До лесного мыса на противоположном краю аэродрома, где находилась машина и медицинская землянка, было около километра или чуть побольше. Ориентиром служила небольшая деревянная вышка на опушке. Мы закурили и двинулись, не догадавшись даже положить продукты в вещмешки: колбасу сунули в карманы, буханки взяли под мышки. Но не прошли мы и двухсот метров, как низко над пустым аэродромом начала кружить «рама». Сделав первый заход, летчик заметил, что истребители, столь картинно торчавшие у дороги, исчезли. Сначала он, по-видимому, решил, что их в целях маскировки закатили в березовый лесок, пронесся над ним, едва не задевая колесами за вершины, но, убедившись, что и здесь их нет, пришел в неописуемую ярость. И так как, кроме нас двоих, хорошо заметных на зеленой дернине, никого уже не было, вся эта ярость обрушилась на нас. Заложив крутой вираж, он заходил на покатое пикирование, со спины, включал на полную мощность пулеметы и рубил, рубил, рубил. Временами казалось, что он просто раздавил нас своим желтым брюхом. Мы прижимались к земле, плюхались в канавки — следы, продавленные колесами шасси, — холодная, грязная вода текла за воротник, пули, как град, пузырили и брызгали вокруг. Как только самолет оказывался впереди, мы вставали и бежали что есть силы, а потом все начиналось сначала. Это была какая-то странная, нелепая, выматывающая душу игра со смертью, причем мы были совершенно беспомощны: не из пистолетов же было стрелять по самолету, который, как мы знали, имел еще и бронезащиту! Но и летчик, видя, что мы все подвигаемся, невредимые, совсем осатанел и, закладывая сумасшедшие виражи, бил уже не только вслед, но и в лоб, и справа и слева, так что голова шла кругом и трудно становилось следить за ним.

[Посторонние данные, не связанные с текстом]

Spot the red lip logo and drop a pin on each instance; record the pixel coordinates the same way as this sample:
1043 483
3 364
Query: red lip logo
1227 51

Наконец, измученные, грязные, мы заползли под скирду клевера. Аэродром, собственно, уже кончился, но до ближайшего кустарника оставалось еще метров сто. Пробежать их у меня уже не хватало сил.
— Больше не могу, — сказал я. — Крышка...

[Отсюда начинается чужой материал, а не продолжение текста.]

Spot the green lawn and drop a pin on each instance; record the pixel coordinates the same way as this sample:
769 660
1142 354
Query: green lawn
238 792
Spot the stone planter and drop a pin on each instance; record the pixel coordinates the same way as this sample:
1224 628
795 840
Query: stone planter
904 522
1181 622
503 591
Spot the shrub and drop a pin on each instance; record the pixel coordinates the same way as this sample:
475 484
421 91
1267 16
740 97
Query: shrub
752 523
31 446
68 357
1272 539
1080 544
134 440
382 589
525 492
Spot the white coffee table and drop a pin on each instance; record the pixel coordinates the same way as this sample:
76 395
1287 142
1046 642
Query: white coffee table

— Ничего, — утешил, тяжело дыша, попутчик. — Время еще есть.
— Время — для чего?
— Для... Да для всего!
Однако летчик не хотел отпустить нас так запросто. Со второго или третьего захода он поджег скирду. Я в юности немало повозился со стогами сена и был удивлен, что, обычно волглое, оно так быстро загорелось. Но факт оставался фактом: на макушке скирды заплясали язычки огня, густой, пышный белый дым, спаленный ровным ветром, потек в лощину и закрыл ее. И это оказалось нашим спасением: немец в самолете, исходя из собственной логики, решил, очевидно, что мы попытаемся вырваться к лесу под прикрытием этого дыма, и строчил по лощине, а мы, перебравшись на наветренную сторону скирды и прикрывшись сеном, отдыхали. Наконец «рама» ушла, может быть, расстреляв боезапас. Мы совершили еще один рывок, выскочили на песчаный, редко опушенный низкорослым кустарником бугор, увидели машину и землянку. И услышали совсем недалеко за всхолмленным полем пулеметную и автоматную трескотню, редкую, но совершенно отчетливую.
— Вот теперь надо спешить, — сказал попутчик, хотя движения его ничуть не стали торопливее, словно и сказано это было только для меня. — Лезь в землянку, тащи что можно, а я заведу полуторку...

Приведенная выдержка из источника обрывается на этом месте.